Brad Adam's story

Part of the strength Brad has found to deal with his child sexual abuse came from his parents who provided a solid ‘core’ to his large Catholic family. As a child in the 1970s, Brad saw that his father was ‘very involved with the church’, and ‘would always talk about his experience as a kid growing up with the sisters’. Wanting to please his father, Brad became an altar boy, and remembers that ‘every experience we had with religious people, clerical people, was positive – except this’.

It was quite common for clergy to visit Brad’s family home in regional Victoria, and one or two priests were close friends of the family. ‘I was exposed to them on a weekend, I was exposed to them during the week day, I was lucky it only happened once’, he said.

It now seems that one priest, Father Anthony, attended barbecues or dinners as a way to groom Brad and his family. Brad does not recall receiving ‘any extra special treatment’ from the priest. There were never any ‘lollies’ or ‘babysitting’, but Brad does remember ‘seeking him out’.

One weekend, Father Anthony took Brad away on a shooting trip. They stayed overnight in the house of the priest’s mother, watched a film, and drank sweet alcohol before they went to bed. Brad did not go into detail about the sexual abuse, and does not ‘actually remember the morning after’, or many details about the next day.

‘I don’t know if I put it to the back of my mind, or if I forgot about it, or if I suppressed it’, he said. ‘I don’t really remember it being much of an issue until the last four years.’

Brad said that ‘after it initially happened … I wet the bed for six years, five years or six years. And I know that used to upset dad, but … I was never questioned about it’. However, after Brad had finished his Higher School Certificate, his father asked a question out of the blue – ‘Father Anthony’s just been arrested. Do you know anything about that?’ Brad denied knowing anything, and ‘didn’t really think about it’ for the better part of the next 30 years.

Brad got on with his life. He worked in a series of jobs, and ‘got smacked pretty hard’ when he ‘got hooked on Valium’ in his 20s. He had it ‘under control’ until his last job exposed him to high levels of violence and abuse. This ‘brought back nightmares’ and he had to stop work. When he was assessed by a WorkCover psychologist she asked him directly whether he had ever been ‘abused by a priest as a child’. Brad learned that his behaviour since the abuse ‘fit a formula’. He then entered a PTSD program, and decided to speak to the Royal Commission as part of his healing process.

Brad then disclosed to his wife, but has no intention of ever telling his parents. His mum once ‘badgered’ him about child sexual abuse – possibly because the subject had come up at church – but Brad denied being molested. ‘It’s nobody’s business but mine’, he said. ‘They don’t need it … Neither of them need it … No part of me wants them to know.’

About two years ago, Brad realised that he had to tell the police before he ‘exploded’.

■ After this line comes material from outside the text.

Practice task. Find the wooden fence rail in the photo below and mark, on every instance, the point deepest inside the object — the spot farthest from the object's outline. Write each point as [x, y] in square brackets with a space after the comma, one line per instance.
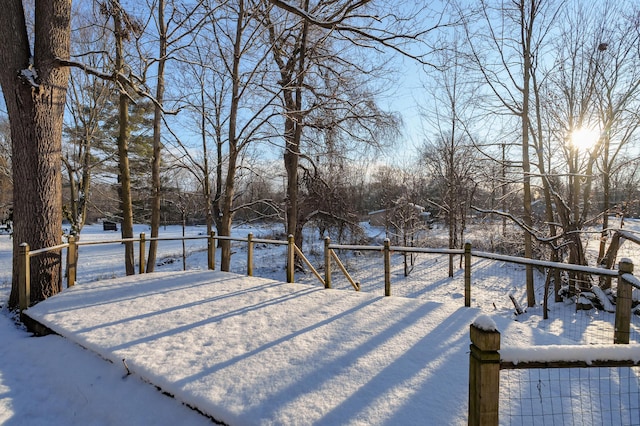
[624, 272]
[487, 358]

‘I needed to do something before I did something really stupid and somebody suffered that had nothing to do with it’, he said. ‘You can lie to everybody else, but you can’t lie to yourself … On the way home, it was like a weight, just, it was like a yoke being lifted … I was pretty emotional for a couple of days after that.’

After reporting Father Anthony to the police, Brad was told that the priest had recently died, but not before he had served a custodial sentence for the sexual abuse of other children. While his own case was ‘dead’, his ‘big bugbear’ is still with the people who ‘knew and just hand-balled the problem’ by moving Father Anthony from parish to parish. ‘I would love to see some people charged. I would love to see warrants issued, I would love to see people spend time, serious time, in a jail’, he said. ‘Is there anything worse than messing with a kid?’

Brad’s condition has deteriorated in the last couple of years, but he is not interested in seeking compensation because ‘money doesn’t fix things’. He sees a psychologist, and takes Valium and sleeping pills so he can calm down and not do anything ‘stupid’. ‘It’s just something that I haven’t been able to, you know, the genie in the bottle … can’t get it back in.’

These days, Brad rides a motor bike to ‘clear his head’, and draws on the ongoing strength of his family. He said that he no longer goes to church because ‘I don’t believe in religion anymore, I don’t believe that there’s a God, I don’t believe anything we were brought up to believe … I hope the Church disappears. I really do … I really hope the Catholic Church is brought to its knees’.